Usa/ Roghi California, pompieri: domati solo entro 15 settembre

Los Angeles, 2 set. (Ap) - Il violento incendio che sta divorando la vegetazione della periferia nord est di Los Angeles, a 25 chilometri dal centro della metropoli, non potrà essere totalmente domato prima del 15 settembre. Lo ha dichiarato il portavoce dei vigili del fuoco della contea di Los Angeles, Paul Lowenthal. E questo perchè, nonostante i progressi registrati dai 3.600 pompieri mobilitati, il forte vento di Santa Ana può alzarsi da un momento all'altro e la situazione di nuovo peggiorare, ha spiegato il capitano Mark Whaling. Le fiamme hanno già distrutto 62 case e 6.000 abitazioni restano sotto l'ordine di sgombero. La linea del fuoco si estende su un fronte di 80 chilometri. L'incendio, che è scoppiato mercoledì scorso nella Foresta nazionale di Angeles, è raddoppiato di volume nella notte fra domenica a lunedì. In una settimana, sono bruciati già più di 518 km2 di vegetazione. I pompieri hanno installato dei para-fuoco e asperso del ritardante su Mont Wilson, che ospita una ventina di trasmettitori di radio e di telefonia mobile, oltre ad un osservatorio centenario e due telescopi giganti. L'incendio di Los Angeles è il più esteso di quelli che attualmente bruciano in California.

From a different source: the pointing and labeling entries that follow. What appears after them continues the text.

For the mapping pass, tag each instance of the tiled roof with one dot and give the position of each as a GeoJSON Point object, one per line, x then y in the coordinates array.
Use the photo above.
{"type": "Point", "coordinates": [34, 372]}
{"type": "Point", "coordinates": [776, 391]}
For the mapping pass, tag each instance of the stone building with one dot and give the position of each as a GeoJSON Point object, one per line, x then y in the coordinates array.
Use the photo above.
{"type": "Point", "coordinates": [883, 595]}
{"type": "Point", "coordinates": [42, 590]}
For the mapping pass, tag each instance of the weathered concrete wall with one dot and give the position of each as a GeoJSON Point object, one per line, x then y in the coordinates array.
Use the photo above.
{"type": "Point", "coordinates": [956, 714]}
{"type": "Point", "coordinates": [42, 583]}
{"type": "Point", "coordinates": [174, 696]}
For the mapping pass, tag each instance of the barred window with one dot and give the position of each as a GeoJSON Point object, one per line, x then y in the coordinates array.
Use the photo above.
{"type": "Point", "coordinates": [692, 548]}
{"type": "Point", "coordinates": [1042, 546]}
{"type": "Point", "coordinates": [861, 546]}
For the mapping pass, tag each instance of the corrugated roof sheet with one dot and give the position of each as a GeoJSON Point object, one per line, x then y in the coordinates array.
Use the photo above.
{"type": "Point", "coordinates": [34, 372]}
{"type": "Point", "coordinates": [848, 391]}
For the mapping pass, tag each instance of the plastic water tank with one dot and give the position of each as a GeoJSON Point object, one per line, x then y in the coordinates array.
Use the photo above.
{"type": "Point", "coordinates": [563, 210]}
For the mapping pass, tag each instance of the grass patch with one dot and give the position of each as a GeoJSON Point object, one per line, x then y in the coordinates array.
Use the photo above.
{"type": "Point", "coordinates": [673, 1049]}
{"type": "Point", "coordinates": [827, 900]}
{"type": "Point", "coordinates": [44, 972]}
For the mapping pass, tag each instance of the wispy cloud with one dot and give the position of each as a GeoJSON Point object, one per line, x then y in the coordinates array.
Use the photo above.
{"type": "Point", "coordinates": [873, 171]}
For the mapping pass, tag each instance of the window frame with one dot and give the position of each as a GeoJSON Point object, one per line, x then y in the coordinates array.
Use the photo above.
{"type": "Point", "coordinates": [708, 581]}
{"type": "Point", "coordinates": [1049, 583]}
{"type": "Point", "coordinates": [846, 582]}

Ad est di Los Angeles, 3,88 km2 sono già andati in fumo, intorno a Oak Glen, nella contea di San Bernadino. Almeno 2.000 case sono state evacuate. La zona non bruciava da un secolo. Non lontano, a Yucaipa, 3,4 km2 di vegetazione sono in fiamme e 900 abitazioni sono minacciate. "Ci sono interventi dovunque", ha dichiarato Arnold Schwarzenegger, il governatore della California, presente sul posto. A nord-est di Sacramento, le fiamme alimentate dal vento hanno distrutto 60 edifici durante il week-end, la maggior parte nella città di Auburn.